From the Richmond Dispatch, 4/24/1863, p. 1, c. 4

Unconditionally Released. – A flag of truce left for City Point yesterday morning carrying 167 Federal prisoners, including five officers. Among the officers was Lieut. W. F. Stone, of the 1st Maine cavalry, who was captured at Bealton Station on the 16th, inst. Lieut. Stone is a native of Portland, Maine, and was released unconditionally, without exchanged or parole. The circumstances which justified this step were as follows: Lieut. Stone was taken prisoner by Lieut. J. A. Payne, of the Black Horse Cavalry, who, while proceeding with his prisoner to Gen.
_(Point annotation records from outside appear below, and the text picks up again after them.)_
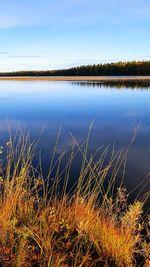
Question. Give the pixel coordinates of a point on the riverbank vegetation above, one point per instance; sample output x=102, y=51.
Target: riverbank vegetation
x=131, y=68
x=43, y=225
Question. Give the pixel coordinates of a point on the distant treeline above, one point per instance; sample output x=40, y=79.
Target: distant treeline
x=135, y=68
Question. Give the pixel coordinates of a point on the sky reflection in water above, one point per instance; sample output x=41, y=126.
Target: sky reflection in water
x=73, y=106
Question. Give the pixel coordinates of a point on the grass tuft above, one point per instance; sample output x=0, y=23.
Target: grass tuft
x=89, y=227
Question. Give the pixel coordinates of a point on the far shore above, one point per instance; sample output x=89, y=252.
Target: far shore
x=77, y=78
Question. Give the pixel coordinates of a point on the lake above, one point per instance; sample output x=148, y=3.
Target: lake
x=43, y=107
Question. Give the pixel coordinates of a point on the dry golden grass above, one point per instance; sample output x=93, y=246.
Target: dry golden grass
x=90, y=227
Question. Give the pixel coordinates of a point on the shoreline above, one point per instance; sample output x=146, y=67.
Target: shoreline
x=78, y=78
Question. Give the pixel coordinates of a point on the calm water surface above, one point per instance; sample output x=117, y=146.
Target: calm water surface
x=73, y=106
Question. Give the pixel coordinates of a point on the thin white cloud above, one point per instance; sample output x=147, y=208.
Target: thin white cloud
x=15, y=13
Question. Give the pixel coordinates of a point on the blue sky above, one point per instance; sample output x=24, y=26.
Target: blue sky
x=52, y=34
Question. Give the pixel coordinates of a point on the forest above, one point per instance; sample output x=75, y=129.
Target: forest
x=131, y=68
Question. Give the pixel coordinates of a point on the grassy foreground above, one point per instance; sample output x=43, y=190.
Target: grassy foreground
x=90, y=227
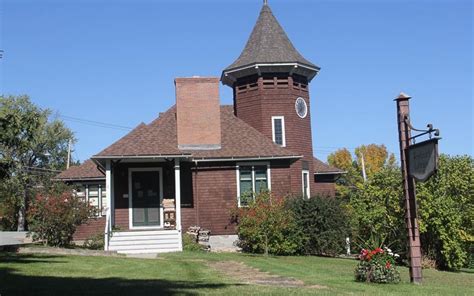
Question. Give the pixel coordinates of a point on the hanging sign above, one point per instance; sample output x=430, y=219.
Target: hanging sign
x=423, y=159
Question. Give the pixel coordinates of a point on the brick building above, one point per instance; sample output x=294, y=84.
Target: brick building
x=199, y=159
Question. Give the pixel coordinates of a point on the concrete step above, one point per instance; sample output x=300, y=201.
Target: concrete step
x=144, y=232
x=145, y=242
x=169, y=245
x=143, y=237
x=149, y=251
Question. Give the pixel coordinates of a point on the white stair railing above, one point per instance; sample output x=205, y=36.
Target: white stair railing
x=107, y=230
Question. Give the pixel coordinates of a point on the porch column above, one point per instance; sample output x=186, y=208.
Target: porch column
x=177, y=200
x=108, y=194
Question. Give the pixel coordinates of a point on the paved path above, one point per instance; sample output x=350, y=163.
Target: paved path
x=8, y=238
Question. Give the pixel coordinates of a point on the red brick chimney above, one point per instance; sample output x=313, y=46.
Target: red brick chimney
x=198, y=113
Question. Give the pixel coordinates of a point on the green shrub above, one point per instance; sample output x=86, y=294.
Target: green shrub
x=324, y=223
x=446, y=211
x=377, y=266
x=53, y=217
x=190, y=243
x=95, y=242
x=267, y=226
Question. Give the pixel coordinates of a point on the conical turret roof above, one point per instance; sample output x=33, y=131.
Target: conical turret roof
x=268, y=44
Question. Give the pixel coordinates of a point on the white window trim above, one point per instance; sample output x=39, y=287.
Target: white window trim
x=237, y=176
x=308, y=190
x=283, y=135
x=130, y=197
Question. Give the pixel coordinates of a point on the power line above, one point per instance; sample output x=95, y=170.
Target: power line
x=95, y=123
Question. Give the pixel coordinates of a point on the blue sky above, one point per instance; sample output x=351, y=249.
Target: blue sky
x=115, y=61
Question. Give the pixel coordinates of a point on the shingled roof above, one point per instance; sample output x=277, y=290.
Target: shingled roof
x=239, y=140
x=86, y=171
x=268, y=43
x=323, y=168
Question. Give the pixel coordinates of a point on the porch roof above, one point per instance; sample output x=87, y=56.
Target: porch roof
x=87, y=171
x=321, y=168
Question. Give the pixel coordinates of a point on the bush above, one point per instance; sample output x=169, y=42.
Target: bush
x=324, y=222
x=190, y=243
x=95, y=242
x=446, y=211
x=53, y=217
x=267, y=226
x=377, y=266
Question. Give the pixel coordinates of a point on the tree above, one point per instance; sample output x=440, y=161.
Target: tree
x=32, y=148
x=375, y=158
x=446, y=210
x=377, y=207
x=341, y=159
x=267, y=226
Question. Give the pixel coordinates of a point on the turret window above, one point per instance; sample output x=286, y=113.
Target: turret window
x=278, y=130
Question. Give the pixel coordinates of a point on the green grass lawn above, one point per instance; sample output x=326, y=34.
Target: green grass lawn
x=188, y=274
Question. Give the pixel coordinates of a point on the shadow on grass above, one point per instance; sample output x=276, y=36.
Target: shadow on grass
x=15, y=283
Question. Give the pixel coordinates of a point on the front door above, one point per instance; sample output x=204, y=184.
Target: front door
x=146, y=197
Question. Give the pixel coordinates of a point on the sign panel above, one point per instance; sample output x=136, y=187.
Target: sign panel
x=423, y=159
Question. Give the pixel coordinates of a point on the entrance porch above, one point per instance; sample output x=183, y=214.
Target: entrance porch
x=144, y=205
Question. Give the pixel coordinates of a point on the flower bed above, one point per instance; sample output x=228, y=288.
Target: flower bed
x=377, y=266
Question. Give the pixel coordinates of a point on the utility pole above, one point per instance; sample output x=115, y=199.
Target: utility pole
x=68, y=154
x=364, y=174
x=413, y=234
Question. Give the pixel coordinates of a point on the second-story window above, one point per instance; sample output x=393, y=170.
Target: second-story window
x=278, y=130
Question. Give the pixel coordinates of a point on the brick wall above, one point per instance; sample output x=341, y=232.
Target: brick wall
x=121, y=218
x=198, y=112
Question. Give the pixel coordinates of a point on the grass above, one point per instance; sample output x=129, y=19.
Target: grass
x=187, y=274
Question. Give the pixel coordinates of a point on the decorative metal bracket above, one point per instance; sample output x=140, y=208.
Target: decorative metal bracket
x=430, y=131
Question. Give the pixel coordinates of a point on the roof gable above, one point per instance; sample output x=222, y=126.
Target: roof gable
x=86, y=171
x=159, y=138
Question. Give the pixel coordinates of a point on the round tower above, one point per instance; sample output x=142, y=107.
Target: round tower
x=270, y=84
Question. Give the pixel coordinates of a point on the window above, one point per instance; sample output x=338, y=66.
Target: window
x=278, y=130
x=94, y=194
x=305, y=183
x=251, y=179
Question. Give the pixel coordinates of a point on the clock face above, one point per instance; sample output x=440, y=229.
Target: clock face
x=301, y=107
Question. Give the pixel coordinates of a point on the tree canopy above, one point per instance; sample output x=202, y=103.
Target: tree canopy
x=32, y=148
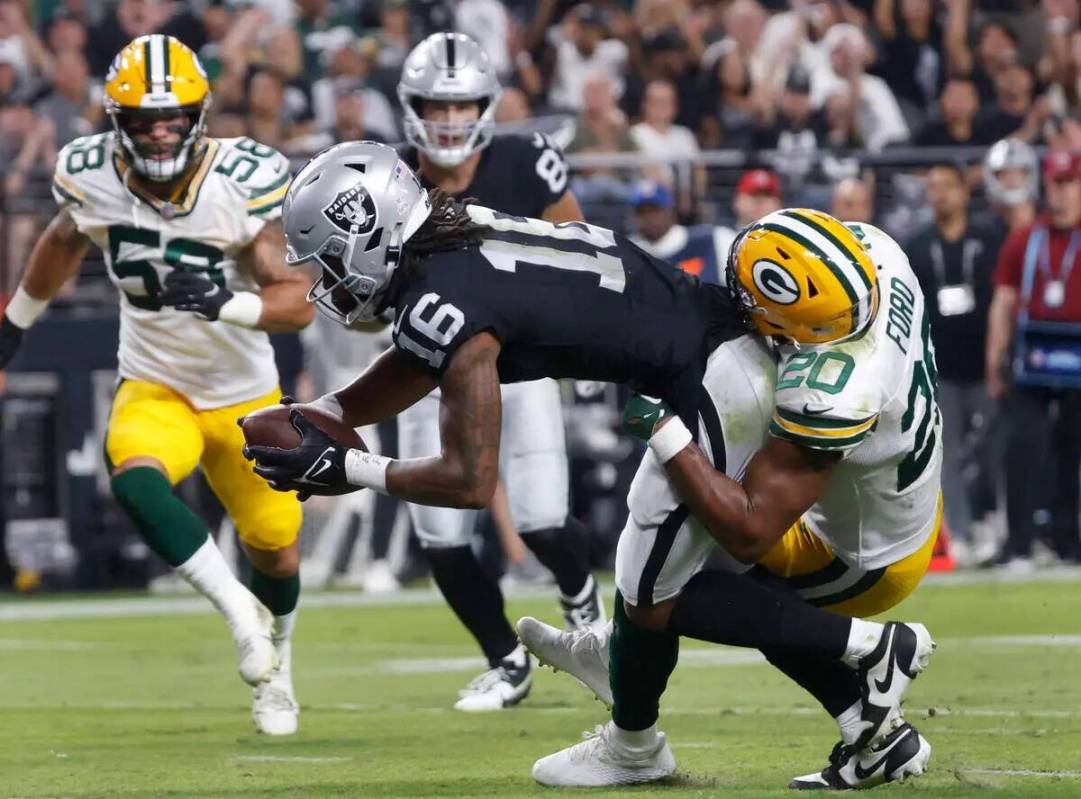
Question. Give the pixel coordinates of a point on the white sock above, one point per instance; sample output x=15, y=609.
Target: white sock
x=517, y=655
x=850, y=721
x=635, y=740
x=282, y=638
x=863, y=638
x=209, y=574
x=583, y=595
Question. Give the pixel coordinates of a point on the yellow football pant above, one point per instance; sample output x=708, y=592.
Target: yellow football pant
x=152, y=421
x=810, y=567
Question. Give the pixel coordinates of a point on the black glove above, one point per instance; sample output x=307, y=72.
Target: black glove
x=315, y=466
x=196, y=292
x=11, y=336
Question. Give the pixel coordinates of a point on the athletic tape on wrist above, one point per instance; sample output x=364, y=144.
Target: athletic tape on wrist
x=670, y=439
x=23, y=310
x=366, y=470
x=244, y=309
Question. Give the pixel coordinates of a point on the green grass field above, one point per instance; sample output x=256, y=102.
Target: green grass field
x=141, y=705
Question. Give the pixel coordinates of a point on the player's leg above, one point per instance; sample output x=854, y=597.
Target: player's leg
x=445, y=536
x=267, y=522
x=152, y=442
x=534, y=468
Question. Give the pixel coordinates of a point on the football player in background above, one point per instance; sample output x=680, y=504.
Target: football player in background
x=481, y=297
x=819, y=463
x=449, y=94
x=191, y=234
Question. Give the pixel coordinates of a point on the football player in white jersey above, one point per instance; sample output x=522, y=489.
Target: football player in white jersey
x=190, y=230
x=818, y=460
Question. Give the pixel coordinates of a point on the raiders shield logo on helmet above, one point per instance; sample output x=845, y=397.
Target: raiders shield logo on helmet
x=352, y=209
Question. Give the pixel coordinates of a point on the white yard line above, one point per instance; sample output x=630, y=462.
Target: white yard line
x=1024, y=772
x=288, y=759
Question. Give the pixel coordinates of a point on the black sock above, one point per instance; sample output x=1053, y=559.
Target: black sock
x=733, y=609
x=830, y=681
x=564, y=551
x=640, y=663
x=475, y=597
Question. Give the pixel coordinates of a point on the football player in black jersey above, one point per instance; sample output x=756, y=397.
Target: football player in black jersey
x=480, y=298
x=449, y=93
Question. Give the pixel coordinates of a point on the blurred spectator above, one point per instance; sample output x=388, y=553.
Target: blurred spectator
x=958, y=105
x=1011, y=182
x=1039, y=282
x=323, y=28
x=758, y=194
x=389, y=45
x=853, y=201
x=74, y=106
x=582, y=48
x=879, y=120
x=488, y=23
x=1013, y=112
x=699, y=250
x=347, y=70
x=277, y=112
x=910, y=57
x=953, y=258
x=659, y=138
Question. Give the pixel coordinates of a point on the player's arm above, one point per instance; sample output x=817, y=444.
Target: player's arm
x=280, y=306
x=749, y=517
x=464, y=475
x=54, y=260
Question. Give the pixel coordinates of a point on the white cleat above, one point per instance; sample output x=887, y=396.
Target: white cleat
x=901, y=755
x=600, y=760
x=903, y=652
x=502, y=687
x=274, y=705
x=255, y=650
x=582, y=653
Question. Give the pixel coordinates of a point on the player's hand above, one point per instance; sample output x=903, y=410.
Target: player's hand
x=642, y=414
x=196, y=292
x=11, y=336
x=315, y=466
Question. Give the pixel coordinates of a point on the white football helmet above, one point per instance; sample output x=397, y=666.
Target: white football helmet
x=449, y=67
x=1011, y=154
x=350, y=209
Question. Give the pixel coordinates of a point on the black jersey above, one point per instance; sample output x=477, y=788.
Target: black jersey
x=564, y=301
x=520, y=175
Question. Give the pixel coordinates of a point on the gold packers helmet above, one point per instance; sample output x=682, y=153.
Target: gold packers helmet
x=802, y=275
x=157, y=77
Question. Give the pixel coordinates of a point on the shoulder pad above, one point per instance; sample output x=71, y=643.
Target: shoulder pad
x=78, y=163
x=259, y=171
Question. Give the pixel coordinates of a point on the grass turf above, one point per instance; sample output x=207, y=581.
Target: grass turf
x=150, y=706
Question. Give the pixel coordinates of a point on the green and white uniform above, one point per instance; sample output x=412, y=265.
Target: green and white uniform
x=238, y=187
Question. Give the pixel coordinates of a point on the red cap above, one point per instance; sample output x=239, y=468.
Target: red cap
x=1062, y=164
x=759, y=182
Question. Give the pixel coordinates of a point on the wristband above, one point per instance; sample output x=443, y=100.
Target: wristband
x=23, y=310
x=243, y=309
x=329, y=404
x=366, y=470
x=669, y=440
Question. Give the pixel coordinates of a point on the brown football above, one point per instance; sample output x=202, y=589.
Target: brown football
x=270, y=427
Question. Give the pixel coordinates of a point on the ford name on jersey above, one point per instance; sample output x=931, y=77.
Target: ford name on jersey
x=238, y=186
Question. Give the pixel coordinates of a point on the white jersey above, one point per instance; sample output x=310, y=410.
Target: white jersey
x=238, y=187
x=873, y=400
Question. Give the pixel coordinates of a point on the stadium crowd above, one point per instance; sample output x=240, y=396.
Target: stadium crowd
x=809, y=89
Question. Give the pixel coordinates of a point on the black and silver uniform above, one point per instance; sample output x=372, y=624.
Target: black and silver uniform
x=564, y=301
x=520, y=175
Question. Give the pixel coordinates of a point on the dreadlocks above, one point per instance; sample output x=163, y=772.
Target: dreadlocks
x=448, y=227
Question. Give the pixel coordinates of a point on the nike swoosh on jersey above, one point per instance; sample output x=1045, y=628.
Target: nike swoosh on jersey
x=864, y=773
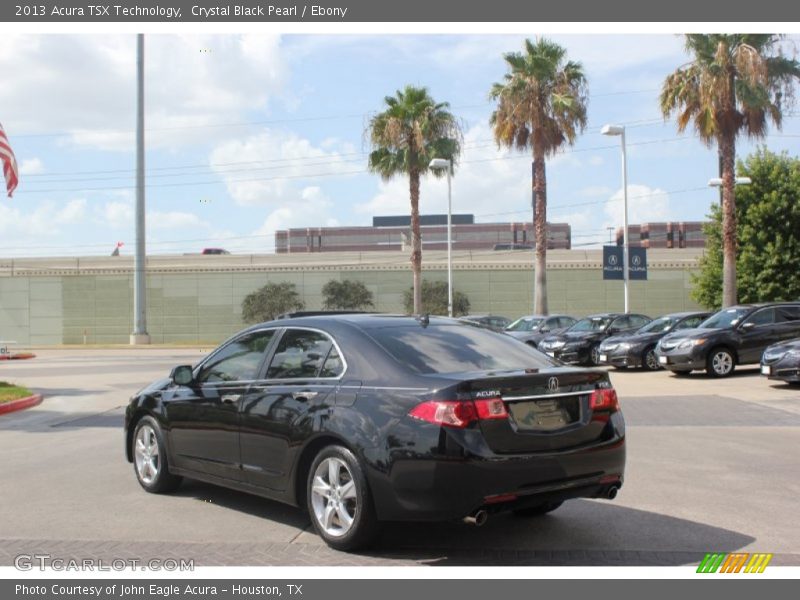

Stuart’s headquarters, had to cross a swollen stream, which washed his horse from under him, and he was about drowning, when Stone, an athletic young man, who was standing on the bank, leaped from his own horse, plunged into the stream, and brought Lieut. Payne safe to shore with great danger to himself. This circumstance, so creditable to Lieut. Stone, was made known to the Secretary of War by Gen. Stuart, who bespoke kind treatment for the captive. The Secretary of War issued an order that he should be released unconditionally and sent home, which was done yesterday. Since the 16th instant Lieut. Payne himself has been captured and thrown in the old Capitol prison, Washington, D.C. Before the departure of Lieut. Stone he promised to call and see him.